Campus Crucifix Initiative organizes student art contest
Rose Androwich | Monday, November 20, 2023
The Campus Crucifix Initiative (CCI), which began in 2019 and displays crucifixes from around the world, has planned a contest for student artists. The initiative is accepting submissions of student-made sculptures and paintings of crucifixes until March 18, 2024.
In addition to the crucifixes already displayed around campus, CCI has crucifixes in the new Raclin Murphy Museum of Art. The initiative also has a collection of around 30 to 40 crucifixes on display on its website.
Fr. Austin Collins, vice president for mission engagement and church affairs, said the crucifixes reflect the universalism of the church.
“By getting crucifixes from all over the world, [CCI] shows what the church is. It’s a universal church, and so [the church] is not just one thing,” Collins said. “Sure, it’d be easier just to order 10,000 crucifixes from a company that are all the same size and all of that.”
Mimi Schneider, a student worker for CCI, researches the crucifixes as part of her job. She said the research can be difficult because the initiative gets crucifixes from all over the world.

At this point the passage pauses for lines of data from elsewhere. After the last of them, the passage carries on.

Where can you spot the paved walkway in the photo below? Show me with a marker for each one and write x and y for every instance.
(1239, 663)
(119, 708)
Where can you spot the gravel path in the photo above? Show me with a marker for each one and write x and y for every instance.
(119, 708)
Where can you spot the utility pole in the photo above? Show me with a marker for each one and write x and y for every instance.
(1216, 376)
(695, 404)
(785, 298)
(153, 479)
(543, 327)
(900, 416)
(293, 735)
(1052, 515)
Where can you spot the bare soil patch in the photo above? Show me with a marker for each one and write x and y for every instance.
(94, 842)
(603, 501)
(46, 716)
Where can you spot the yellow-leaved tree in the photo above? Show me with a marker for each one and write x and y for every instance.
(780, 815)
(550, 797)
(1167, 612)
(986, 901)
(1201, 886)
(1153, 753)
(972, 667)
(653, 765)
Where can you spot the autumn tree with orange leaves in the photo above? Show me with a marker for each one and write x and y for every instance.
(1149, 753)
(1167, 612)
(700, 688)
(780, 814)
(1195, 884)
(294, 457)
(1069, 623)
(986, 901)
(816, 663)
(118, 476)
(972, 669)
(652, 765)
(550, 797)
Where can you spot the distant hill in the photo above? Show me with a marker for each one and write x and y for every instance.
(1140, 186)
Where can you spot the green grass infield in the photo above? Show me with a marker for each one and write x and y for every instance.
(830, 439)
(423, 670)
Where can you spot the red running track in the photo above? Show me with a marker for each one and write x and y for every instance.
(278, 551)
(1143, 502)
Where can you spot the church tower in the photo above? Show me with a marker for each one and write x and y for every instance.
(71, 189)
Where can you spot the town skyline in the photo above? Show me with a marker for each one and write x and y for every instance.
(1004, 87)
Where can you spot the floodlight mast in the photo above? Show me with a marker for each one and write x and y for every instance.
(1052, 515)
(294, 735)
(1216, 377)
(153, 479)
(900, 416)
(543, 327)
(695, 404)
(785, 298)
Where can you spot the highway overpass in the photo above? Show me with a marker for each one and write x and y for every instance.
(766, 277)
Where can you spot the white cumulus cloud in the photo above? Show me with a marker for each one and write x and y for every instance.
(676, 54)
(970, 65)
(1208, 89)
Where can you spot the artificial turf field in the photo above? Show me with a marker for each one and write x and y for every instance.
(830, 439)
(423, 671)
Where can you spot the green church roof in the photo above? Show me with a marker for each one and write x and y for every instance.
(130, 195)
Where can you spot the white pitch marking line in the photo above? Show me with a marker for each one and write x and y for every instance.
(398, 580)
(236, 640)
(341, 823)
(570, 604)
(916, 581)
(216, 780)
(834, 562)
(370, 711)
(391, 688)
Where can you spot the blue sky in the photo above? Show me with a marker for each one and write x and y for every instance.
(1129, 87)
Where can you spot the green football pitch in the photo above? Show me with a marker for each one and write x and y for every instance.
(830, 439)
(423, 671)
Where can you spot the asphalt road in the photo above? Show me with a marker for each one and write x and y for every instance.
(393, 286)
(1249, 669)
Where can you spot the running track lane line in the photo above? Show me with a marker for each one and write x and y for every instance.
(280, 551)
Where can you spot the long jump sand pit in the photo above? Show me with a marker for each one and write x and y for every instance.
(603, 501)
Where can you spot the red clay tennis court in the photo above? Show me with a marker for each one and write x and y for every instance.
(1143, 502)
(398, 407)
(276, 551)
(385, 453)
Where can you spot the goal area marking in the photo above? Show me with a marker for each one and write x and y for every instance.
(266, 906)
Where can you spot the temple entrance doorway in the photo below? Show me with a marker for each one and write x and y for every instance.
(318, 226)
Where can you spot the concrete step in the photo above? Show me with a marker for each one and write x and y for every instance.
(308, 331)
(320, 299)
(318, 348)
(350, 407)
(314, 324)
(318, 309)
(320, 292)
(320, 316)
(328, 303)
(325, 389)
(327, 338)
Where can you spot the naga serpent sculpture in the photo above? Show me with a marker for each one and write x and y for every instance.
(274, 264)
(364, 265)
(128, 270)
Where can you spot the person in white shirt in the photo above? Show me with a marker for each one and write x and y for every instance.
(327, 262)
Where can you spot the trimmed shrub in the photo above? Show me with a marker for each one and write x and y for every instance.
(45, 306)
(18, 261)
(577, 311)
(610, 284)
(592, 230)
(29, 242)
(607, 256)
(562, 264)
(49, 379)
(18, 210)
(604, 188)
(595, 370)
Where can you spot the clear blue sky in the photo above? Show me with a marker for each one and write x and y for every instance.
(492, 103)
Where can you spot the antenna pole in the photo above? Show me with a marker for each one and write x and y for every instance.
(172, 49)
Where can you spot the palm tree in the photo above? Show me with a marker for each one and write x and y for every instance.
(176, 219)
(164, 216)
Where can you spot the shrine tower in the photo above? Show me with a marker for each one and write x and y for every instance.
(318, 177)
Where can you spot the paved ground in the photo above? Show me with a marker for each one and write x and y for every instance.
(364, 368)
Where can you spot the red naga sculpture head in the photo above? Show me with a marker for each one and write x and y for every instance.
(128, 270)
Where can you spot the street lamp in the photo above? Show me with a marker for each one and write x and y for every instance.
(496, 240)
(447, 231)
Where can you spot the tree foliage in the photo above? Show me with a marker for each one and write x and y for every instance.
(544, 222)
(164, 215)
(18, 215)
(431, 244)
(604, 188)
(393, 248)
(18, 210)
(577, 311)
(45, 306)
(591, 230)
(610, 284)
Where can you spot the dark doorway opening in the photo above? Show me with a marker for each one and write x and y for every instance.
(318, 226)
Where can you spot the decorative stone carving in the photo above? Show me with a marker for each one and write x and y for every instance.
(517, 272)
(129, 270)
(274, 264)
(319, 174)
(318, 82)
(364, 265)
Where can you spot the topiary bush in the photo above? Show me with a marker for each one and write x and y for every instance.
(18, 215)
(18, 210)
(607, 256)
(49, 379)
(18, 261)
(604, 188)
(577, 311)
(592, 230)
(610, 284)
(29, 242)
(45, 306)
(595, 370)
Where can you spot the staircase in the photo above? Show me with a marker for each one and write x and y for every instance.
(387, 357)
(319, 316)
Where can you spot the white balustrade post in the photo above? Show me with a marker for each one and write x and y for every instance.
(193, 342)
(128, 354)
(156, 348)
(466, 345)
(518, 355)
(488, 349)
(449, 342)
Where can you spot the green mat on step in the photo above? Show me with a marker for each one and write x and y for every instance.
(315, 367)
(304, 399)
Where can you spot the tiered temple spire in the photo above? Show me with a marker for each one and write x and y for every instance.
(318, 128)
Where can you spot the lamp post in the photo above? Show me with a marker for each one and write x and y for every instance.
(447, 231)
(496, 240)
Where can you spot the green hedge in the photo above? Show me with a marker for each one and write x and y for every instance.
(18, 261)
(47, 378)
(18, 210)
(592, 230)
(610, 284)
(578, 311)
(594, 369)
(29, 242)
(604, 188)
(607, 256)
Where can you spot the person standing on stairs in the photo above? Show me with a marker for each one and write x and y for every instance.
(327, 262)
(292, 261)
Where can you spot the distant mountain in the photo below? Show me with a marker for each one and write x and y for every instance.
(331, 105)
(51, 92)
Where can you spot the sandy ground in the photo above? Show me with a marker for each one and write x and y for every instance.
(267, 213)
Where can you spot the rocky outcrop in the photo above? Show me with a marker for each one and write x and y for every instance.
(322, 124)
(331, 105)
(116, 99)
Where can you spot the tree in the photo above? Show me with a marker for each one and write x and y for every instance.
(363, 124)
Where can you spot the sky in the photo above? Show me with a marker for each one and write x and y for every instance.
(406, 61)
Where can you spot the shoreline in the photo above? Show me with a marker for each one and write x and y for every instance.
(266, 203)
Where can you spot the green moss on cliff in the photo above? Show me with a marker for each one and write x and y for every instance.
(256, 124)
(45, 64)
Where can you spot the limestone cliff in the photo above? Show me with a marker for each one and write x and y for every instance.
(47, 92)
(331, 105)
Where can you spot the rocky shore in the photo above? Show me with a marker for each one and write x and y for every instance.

“The research can be difficult because for a lot of them I can’t find any information. It’s kind of waiting to hear back from the people that know about them,” she said.
But the research is interesting work because of the stories found in each crucifix, Schneider added.
“It’s really interesting work because each crucifix tells its own story, and you can learn a lot about them through the artists because a lot of the times the artist was inspired in some way,” Schneider said. “And sometimes, even the materials tell a story, like what they use to make it. There’s a lot of interesting information.”
Schenider said the contest is a good idea because she thinks students should have a way connect with the initiative.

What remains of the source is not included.